Harvard Team Finds Hidden Switch in Cancer Drug Protein

A protein that's been fighting cancer for decades just revealed it has a hidden superpower.

Researchers at Harvard University, working with teams at GSK and Scripps Research Institute, found a second binding site on cereblon, a protein that's already the engine behind multiple FDA-approved cancer drugs. Think of it like discovering your car has a second steering wheel that changes how the first one works.

Professor Christina Woo and her team published their findings in Nature this month. "When I share this work with audiences, you can see a ripple effect across the room of just how excited they are," Woo said.

Cereblon has a complicated history. It was accidentally targeted by thalidomide, the morning sickness drug that caused birth defects in the 1950s and 60s. But scientists later figured out how to harness that same targeting ability to treat blood cancers by directing cereblon to destroy disease-causing proteins.

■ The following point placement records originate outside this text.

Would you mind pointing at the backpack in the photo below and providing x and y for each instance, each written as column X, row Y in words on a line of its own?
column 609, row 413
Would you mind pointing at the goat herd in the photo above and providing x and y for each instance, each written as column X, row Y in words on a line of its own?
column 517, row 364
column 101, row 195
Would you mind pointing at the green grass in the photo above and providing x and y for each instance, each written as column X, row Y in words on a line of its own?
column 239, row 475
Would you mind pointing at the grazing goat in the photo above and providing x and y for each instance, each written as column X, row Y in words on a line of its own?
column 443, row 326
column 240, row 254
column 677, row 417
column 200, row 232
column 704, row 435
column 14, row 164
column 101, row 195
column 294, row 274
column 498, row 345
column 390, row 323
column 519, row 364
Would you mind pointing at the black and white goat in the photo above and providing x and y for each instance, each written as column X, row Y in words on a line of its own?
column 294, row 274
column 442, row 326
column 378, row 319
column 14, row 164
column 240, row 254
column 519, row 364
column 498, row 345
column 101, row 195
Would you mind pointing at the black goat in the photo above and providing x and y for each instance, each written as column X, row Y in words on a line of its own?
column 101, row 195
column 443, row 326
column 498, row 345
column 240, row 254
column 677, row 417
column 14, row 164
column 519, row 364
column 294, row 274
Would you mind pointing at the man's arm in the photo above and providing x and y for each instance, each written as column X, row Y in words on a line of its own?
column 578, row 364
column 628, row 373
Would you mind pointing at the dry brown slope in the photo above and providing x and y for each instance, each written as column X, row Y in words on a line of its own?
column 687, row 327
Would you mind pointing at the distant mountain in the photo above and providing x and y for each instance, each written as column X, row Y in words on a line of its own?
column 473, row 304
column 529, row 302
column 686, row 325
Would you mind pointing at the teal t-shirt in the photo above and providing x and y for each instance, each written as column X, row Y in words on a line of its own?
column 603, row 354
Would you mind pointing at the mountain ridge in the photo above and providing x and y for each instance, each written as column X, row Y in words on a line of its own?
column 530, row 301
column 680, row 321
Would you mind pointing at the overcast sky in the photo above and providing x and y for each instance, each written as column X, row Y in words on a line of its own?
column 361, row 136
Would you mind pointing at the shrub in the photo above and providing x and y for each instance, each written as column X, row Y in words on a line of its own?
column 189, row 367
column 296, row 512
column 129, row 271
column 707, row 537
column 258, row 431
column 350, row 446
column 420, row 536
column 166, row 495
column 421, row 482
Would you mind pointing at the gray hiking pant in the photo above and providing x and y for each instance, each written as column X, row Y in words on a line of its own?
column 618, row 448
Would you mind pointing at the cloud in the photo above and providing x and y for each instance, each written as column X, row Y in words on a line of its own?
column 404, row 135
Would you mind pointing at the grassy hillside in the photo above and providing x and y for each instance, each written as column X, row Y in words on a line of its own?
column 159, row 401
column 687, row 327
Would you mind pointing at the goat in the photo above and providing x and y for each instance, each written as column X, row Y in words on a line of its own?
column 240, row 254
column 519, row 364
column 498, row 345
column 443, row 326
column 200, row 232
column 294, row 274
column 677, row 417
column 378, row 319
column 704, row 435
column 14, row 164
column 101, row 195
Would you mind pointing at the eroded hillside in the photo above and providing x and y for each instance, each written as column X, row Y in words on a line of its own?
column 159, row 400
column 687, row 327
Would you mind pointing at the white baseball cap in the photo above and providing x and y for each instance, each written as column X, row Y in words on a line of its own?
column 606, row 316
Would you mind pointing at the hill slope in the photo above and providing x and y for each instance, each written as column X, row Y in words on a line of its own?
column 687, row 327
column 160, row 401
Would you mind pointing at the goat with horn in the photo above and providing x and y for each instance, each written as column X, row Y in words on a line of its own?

Until now, every drug designer focused on cereblon's main docking site. The new discovery shows there's a second pocket that acts like a dial, turning protein destruction up or down depending on what the cell needs.

Graduate student Vanessa Dippon led experiments using cells with fluorescent tags that glow when proteins are present and fade when they're destroyed. By adding different combinations of drugs to the main site and the newly discovered allosteric site, her team watched the glow patterns change in real time.

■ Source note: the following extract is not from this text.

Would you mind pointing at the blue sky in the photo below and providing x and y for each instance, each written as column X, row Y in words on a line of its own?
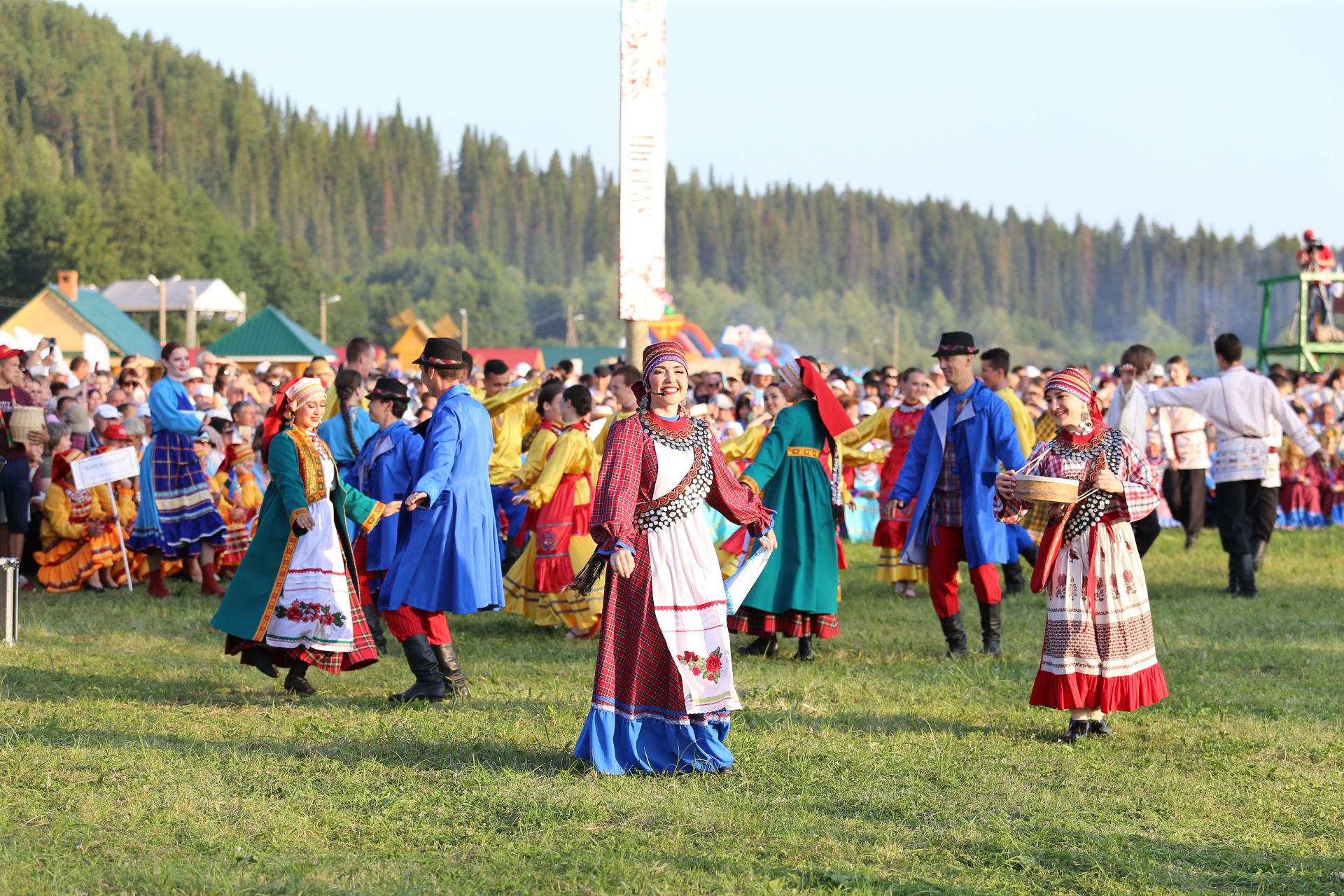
column 1224, row 115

Sometimes the second site made cancer-causing proteins easier to destroy. Other times it protected healthy proteins from being broken down. The effect depended entirely on which drug combination they used.

The Ripple Effect

This precision matters because current cereblon drugs sometimes destroy proteins the body needs, causing side effects. The new binding site offers a way to boost a drug's cancer-fighting power while dialing down damage to healthy tissue.

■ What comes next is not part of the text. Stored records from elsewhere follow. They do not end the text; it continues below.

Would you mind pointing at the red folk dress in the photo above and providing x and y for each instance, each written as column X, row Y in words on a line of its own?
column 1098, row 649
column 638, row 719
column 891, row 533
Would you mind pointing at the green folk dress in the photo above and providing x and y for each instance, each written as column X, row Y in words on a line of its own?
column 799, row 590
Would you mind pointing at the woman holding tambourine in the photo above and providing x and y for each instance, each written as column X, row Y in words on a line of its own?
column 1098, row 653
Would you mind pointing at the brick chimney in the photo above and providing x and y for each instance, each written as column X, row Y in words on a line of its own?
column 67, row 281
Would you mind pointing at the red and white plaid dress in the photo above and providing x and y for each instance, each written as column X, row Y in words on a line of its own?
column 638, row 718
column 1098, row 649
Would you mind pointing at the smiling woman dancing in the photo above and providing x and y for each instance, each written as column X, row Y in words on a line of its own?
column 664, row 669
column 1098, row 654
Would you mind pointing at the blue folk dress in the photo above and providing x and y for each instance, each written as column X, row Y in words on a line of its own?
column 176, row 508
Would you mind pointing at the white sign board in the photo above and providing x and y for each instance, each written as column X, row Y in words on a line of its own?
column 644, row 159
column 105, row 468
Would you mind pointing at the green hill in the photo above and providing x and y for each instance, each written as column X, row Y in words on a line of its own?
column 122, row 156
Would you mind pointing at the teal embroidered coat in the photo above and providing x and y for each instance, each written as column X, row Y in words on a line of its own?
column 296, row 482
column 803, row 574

The team used cryo-electron microscopy to capture high-resolution snapshots of cereblon's shape. When both binding sites are occupied, the protein shifts into a previously unknown form that's especially good at grabbing its targets.

The discovery opens two immediate paths forward. Doctors could add allosteric drugs to existing cancer treatments, making them work better with fewer side effects. Or drug designers could create entirely new molecules that use both sites at once, like molecular glue with two connection points instead of one.

For patients battling blood cancers and other diseases, this hidden pocket could mean the difference between a treatment that works and one that works well.

The future of precision medicine just got a new tool, and it was hiding in plain sight all along.